Sei mesi per vilipendio del capo dello Stato. È stata accolta la richiesta del pm di Roma di condannare a sei mesi Francesco Staorace, leader del La Destra. Una vicenda che nasce nel 2007 e che si è conclusa oggi con una sentenza di primo grado. All’epoca l’ex ministro della Sanità e presidente della Regione Lazio rivolse un attacco alla senatrice a vita Rita Levi Montalcini sostenendo, in sintesi, che rappresentava una sorta di “stampella” del governo allora presieduto da Romano Prodi. Il presidente della Repubblica Giorgio Napolitano intervenne a difesa del premio Nobel e venne a sua volta attaccato dal leader de La Destra, che definì “indegno” il comportamento del Quirinale. Il giudice monocratico di Roma Laura D’Alessandro nella verdetto ha riconosciuto le attenuanti generiche ed ha disposto la sospensione della pena. “Sono l’unico italiano condannato per questo reato. Questa decisione – ha detto ancora Storace- è stata presa su commissione”.

“Successivamente ebbi modo di chiarirmi con il presidente Napolitano, ho avuto modo di farlo nel corso di un lungo colloquio al Quirinale alcuni anni fa ma il processo penale è andato avanti lo stesso”  ha spiegato più volte Storace. L’avvio dell’indagine era scattato dopo il via libera del ministro della Giustizia, Clemente Mastella. L’ex ministro in passato aveva dichiarato spiegato di essere “pronto ad affrontare anche il carcere”. Ma difficilmente accadrà con una sentenza con una pena così bassa.

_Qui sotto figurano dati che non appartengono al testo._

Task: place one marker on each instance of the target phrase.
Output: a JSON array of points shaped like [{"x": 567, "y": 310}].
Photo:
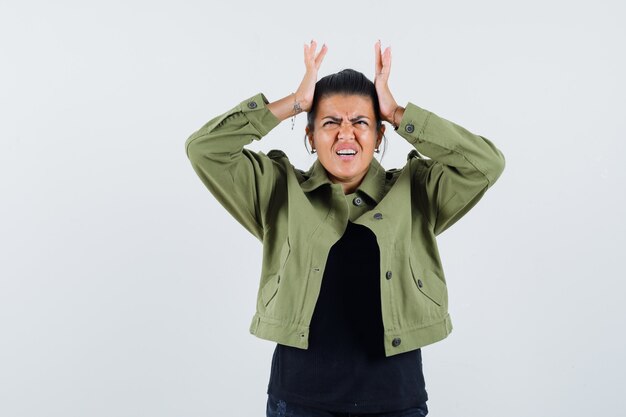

Oggi Storace era ritornato alla carica: “Hanno inventato il vilipendolo. Il vilipendio che dondola, a seconda di chi è accusato di commetterlo e nei confronti del presidente della Repubblica. Oggi lo verificheremo con la bilancia della giustizia, in una sentenza che conosceremo nel pomeriggio, dopo sette anni dai fatti, per il processo che riguarda lo scontro polemico che ci fu tra me e Giorgio Napolitano nel 2007. Oggi saprò finalmente se sarò assolto o condannato, se ho diritto a criticare atti che contesto o se merito la galera. Senza appello, perché non vorrei sconti da uno che dovesse punire la lesa maestà; nel momento in cui un numero crescente di ladroni resta in libertà, si può finire dentro più per la parola che per la mazzetta”.

Nel corso del suo intervento l’accusa aveva  riconosciuto le attenuanti generiche alla luce della “condotta dell’imputato” che si è recato dal “presidente per chiedere scusa” ma ha ribadito che “il reato si è verificato e non può essere riconosciuta l’immunità parlamentare”.